La prospérité des trente glorieuses avait provisoirement éclipsé les grandes questions existentielles. La fin de la guerre froide avait noyé les grands débats idéologiques dans le consumérisme. L’individualisme idéologique de l’Union européenne avait discrédité l’idée même de bien commun.
La fin de la période de croissance et d’abondance commencée au lendemain de la deuxième guerre mondiale et sur laquelle nous avions bâti notre modèle social à la française s’achève et avec elle la promesse d’une qualité de vie que, finalement, seuls les baby boomers auront pleinement vécue.
Le démantèlement programmé de notre système de protection sociale (retraites, temps et conditions de travail, assurance maladie et indemnisation du chômage) nous confronte de nouveau aux drames de la condition humaine que la génération de nos parents avait cru voués à l’oubli : l’aliénation par le travail, l’exploitation de l’homme par l’homme, la maladie et la souffrance.
Dans un contexte de chômage durable et de baisse de niveau de vie généralisée la perspective d’être mis en concurrence avec des ouvriers du tiers-monde sous-payés et exploités paraît de plus en plus inéluctable.
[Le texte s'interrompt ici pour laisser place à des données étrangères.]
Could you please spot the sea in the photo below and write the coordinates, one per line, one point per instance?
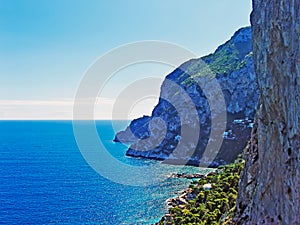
(44, 178)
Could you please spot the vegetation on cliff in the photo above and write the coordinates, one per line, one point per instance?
(214, 206)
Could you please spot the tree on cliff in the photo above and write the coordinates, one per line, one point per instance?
(269, 189)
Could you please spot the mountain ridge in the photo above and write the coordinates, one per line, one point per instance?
(232, 66)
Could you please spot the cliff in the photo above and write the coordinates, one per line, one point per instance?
(269, 187)
(180, 110)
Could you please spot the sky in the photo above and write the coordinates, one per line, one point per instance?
(46, 46)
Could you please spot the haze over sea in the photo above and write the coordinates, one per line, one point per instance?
(45, 180)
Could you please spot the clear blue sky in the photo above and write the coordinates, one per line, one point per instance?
(46, 45)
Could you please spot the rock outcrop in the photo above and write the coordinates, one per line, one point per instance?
(184, 108)
(269, 190)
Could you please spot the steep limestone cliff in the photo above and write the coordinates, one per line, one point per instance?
(269, 190)
(232, 64)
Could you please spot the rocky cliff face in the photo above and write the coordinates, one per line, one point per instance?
(269, 187)
(183, 104)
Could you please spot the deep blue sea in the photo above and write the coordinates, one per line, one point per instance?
(45, 180)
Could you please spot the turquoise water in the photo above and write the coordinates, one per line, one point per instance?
(45, 180)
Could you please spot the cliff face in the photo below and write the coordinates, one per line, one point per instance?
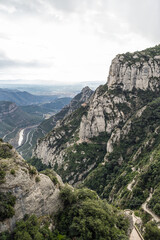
(7, 108)
(136, 72)
(35, 193)
(88, 137)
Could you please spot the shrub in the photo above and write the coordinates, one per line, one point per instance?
(51, 174)
(37, 179)
(7, 202)
(151, 232)
(13, 172)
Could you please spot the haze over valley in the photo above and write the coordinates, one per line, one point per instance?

Contrairement à celle de leurs parents, les jeunes générations pourront de moins en moins se réfugier dans la consommation et l’hédonisme – ce que Pascal appelait déjà en son temps les divertissements – pour escamoter les grandes questions métaphysiques qui taraudent l’humanité depuis son apparition. Qui suis-je ? Que puis-je faire ? Que m’est-il permis d’espérer ? Pourquoi la douleur et la mort ? La vie vaut-elle d’être vécue ? Pourquoi ? Pour quoi ? Pour qui ?
A l’heure actuelle les questions sur le sens de la vie réapparaissent sous la forme de questions identitaires (droit des minorités, identité nationale, laïcité à la française) et morales (politiquement correct, écologie et bioéthique).
Mais si les questions ressurgissent, les réponses sur le sens de la vie individuelle se font attendre et pour cette raison même peuvent être sources d’angoisses, particulièrement pour les jeunes générations françaises qui se sentent la plupart du temps démunies car elles se sentent et peut-être se savent moins bien loties que celles de bon nombre de pays émergents.
D’abord parce que les jeunes européens de l’Ouest font partie de ces déshérités auxquels François-Xavier Bellamy a consacré un livre (Les déshérités ou l’urgence de transmettre, Plon 2014). Pour reprendre ses termes « une génération s’est refusée à transmettre à la suivante ce qu’elle avait à lui donner, l’ensemble du savoir, des repères, de l’expérience humaine qui constituait son héritage ».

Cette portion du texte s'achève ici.